I think it's easier to say when a relationship with a teacher is working than it is to say why a relationship with a teacher isn't working. Looking back at my own history, I begin to think that the people I've thought of as "bad teachers" were actually maybe okay teachers, and I was either a difficult student or just a clueless person. I am aware that I can be difficult and/or clueless.
I believe that; like every individual, teachers also have their strengths and weaknesses. Therefore pursuing an ultimate teacher in the hope of matching all your current and future needs is not a good idea. In fact this is a lost cause...
Yes. You can tell rather easily. Either it clicks for you or it doesn't, and if it's not working for you, don't hesitate to move on. Why waste your money and time?
One big thing I’ve noticed that separates teachers is if I do something incorrectly, I need to be told exactly what I’m doing to make the error. Ive found that some of the teachers I’ve encountered keep showing me over and over again how to do it correctly, but I find it INFINITELY more helpful if they can pinpoint what exactly I’m doing that is wrong. It is very hard for me to correct something by watching someone else play, but if they can point out specific details that I am doing incorrectly, then I can fix them...eventually at least :).
yes, you can tell. Number one, you should end with a good sounding piece. If you end up playing pieces out of tune, then you are perpetuating bad habits. No one wants to hear an out of tune piece. A better way to tell, shop around, seek out other teachers and request “trial lessons”. see what each teacher points out as problems. Then assess if what they are saying or want to do makes sense. This way you have a comparison. much better then reading posts from people that dont know you or have not heard you
I would argue that you can tell if a teacher is bad for you if they aren't giving you what you need. In my opinion, the purpose of a teacher is to help bridge the gaps between your potential and your current understanding of the instrument. A good teacher won't necessarily have all the answers for you, but they know how to push you in the right direction. The fact that you have concerns about your teacher's quality indicates that they are probably not right for you. You should be able to play your pieces well and up to tempo before moving on to new repertoire, and you certainly shouldn't feel that you have obvious technical flaws that just aren't being addressed. You can definitely try asking your teacher about these issues, though I don't know how helpful it will be at this point. How old is the OP? I only ask because I feel strongly that a teacher's role and responsibility varies considerably depending on the student's age and/or skill level. In any case, a student should always feel that their concerns are being addressed, and that they are gaining something new and useful from each lesson.
I am curious on one thing. Let's say you feel that your teacher's teaching method is not working for you (instead of just saying he is a bad teacher), and there is no alternatives in the area, what do you do? Is no teacher better than having a bad teacher?

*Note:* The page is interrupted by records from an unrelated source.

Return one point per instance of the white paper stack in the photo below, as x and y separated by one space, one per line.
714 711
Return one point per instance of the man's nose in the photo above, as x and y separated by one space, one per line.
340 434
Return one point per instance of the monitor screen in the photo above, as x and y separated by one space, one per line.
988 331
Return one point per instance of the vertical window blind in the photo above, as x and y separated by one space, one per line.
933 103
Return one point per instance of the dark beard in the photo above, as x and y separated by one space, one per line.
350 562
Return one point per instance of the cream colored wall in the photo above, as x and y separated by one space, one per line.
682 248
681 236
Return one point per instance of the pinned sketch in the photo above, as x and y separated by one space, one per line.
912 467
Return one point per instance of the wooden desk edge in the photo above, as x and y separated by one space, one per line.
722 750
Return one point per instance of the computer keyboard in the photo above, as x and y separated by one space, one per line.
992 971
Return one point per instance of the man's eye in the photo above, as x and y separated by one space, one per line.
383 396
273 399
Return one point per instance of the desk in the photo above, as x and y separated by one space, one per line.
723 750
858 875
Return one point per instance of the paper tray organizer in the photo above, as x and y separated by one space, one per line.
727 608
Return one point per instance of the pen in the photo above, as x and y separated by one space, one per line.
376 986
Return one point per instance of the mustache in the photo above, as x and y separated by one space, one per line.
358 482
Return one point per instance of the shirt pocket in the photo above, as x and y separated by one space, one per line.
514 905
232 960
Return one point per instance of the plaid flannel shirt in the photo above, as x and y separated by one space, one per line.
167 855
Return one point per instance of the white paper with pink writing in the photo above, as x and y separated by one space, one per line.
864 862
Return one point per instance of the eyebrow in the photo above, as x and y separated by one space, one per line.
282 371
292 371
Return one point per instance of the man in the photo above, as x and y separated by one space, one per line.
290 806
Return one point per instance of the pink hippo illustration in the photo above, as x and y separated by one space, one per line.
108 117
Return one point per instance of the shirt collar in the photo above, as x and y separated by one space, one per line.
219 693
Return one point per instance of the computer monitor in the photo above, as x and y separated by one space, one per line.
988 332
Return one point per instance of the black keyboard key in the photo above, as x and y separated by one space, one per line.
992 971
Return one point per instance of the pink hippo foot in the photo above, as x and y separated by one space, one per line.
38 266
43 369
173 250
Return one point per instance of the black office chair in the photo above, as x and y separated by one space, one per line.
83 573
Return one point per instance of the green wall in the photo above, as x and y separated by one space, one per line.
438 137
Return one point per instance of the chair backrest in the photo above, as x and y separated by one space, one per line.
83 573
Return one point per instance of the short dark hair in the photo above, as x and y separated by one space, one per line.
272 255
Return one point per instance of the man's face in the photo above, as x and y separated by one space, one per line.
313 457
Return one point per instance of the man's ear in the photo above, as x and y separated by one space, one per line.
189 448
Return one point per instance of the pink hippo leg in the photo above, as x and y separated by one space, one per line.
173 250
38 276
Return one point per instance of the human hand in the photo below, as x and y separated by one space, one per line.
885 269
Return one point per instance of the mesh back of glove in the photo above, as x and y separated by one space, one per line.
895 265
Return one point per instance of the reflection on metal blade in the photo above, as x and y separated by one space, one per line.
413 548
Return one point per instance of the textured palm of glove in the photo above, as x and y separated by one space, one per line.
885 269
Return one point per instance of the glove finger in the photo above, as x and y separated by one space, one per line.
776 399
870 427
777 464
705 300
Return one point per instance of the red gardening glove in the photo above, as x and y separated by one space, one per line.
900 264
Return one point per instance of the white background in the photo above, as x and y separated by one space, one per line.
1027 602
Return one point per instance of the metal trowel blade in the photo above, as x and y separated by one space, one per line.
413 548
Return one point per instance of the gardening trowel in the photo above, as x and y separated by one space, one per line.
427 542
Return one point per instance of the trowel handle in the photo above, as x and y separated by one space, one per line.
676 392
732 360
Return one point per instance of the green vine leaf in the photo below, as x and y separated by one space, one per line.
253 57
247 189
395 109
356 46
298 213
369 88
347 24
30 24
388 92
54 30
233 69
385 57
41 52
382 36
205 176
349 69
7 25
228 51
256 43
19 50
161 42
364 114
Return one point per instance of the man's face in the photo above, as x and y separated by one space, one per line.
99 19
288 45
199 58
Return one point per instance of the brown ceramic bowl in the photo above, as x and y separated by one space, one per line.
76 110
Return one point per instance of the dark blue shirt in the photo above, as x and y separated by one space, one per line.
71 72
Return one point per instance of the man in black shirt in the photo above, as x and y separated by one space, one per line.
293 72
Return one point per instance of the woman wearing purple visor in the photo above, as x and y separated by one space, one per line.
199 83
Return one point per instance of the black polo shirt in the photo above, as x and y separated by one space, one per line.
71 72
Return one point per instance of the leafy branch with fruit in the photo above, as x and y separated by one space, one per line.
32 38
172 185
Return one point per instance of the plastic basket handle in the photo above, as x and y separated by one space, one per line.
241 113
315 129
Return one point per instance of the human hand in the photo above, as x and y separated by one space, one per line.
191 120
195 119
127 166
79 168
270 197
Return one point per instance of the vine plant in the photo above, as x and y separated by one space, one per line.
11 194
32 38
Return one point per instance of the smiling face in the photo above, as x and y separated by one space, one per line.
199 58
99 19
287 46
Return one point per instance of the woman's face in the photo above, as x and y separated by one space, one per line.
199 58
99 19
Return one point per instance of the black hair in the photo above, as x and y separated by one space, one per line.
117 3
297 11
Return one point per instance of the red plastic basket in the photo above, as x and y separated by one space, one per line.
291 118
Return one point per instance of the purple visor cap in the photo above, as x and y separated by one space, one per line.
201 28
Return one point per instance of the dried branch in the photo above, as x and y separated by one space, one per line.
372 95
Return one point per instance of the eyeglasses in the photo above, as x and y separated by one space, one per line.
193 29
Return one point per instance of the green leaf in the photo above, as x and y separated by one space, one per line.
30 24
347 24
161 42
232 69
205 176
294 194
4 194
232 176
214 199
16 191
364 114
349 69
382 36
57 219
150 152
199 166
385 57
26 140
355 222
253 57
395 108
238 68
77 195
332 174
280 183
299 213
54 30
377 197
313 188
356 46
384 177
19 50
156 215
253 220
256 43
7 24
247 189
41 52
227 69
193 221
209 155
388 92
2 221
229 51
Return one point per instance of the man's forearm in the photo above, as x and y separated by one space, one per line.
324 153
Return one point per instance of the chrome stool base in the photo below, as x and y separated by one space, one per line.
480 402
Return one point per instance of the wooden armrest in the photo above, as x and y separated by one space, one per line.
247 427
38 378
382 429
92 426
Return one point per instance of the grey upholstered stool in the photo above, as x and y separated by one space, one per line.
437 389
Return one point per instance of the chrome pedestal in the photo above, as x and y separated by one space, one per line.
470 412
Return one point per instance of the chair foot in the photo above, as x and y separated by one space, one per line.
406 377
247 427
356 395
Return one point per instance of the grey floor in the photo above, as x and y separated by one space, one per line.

I find it so curious that many people say that teachers will not take on adult learners. When you say this Erik, do you mean beginners? I ask because I have not had this experience as an adult returner (and lord knows, my teacher has their work cut out for them). Maybe folks receive "no's" because of the way in which they present themselves to the teacher? I understand why a lot of teachers don't want to work with adults (and it's been discussed here in the past).